4. Make sure you have threaded the spool in the underneath with the thread coming off in the right direction (check handbook for individual details.)

5. Paper blunts your needle, so if you start missing stitches, it is time to put a new one in - NOTE it will not sew fabric after paper, so I keep one marked with nail varnish for paper only in my pin cushion.

6. If you are still having tangles. make sure you bring the bottom thread up through the card by turning the wheel by hand, one whole turn, whilst holding the top thread. Then when you start, they can both be held on the surface. This should stop tangles.

7. Use a larger stitch size than fabric, as holes close together make perforations for easy tearing!Dont try to reverse as too many holes makes the cardstock tear.

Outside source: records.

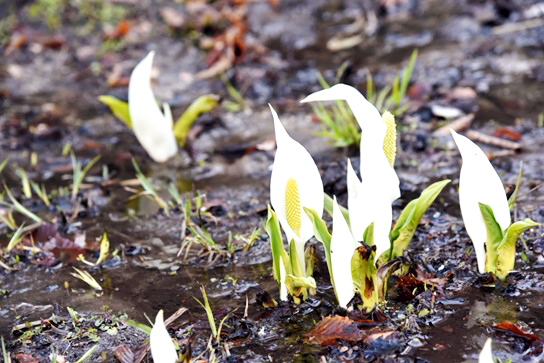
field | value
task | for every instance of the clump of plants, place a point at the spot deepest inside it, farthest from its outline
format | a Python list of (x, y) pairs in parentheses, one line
[(362, 248)]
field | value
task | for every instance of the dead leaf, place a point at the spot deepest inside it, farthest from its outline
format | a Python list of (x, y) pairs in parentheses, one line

If you want perforations for an invitation reply slip or something, sew without thread at all.

8. When you have completed your stitching, pull both threads to the back of the cardstock when complete and stick down with DST before trimming.

9. Experiment with various stitches, but complex embroidery ones on paper may just result in holes.

10. You can sketch an outline shape on paper and then stitch around it with fabric underneath, then, once finished, you cand tear away the paper to reveal the fabric shape underneath, which can be cut out and used as a small embellishment.

1 comment:

Hi I'm Maria... said...

WOW CC, is there nothing you don't know, thank you so much for the sewing tips.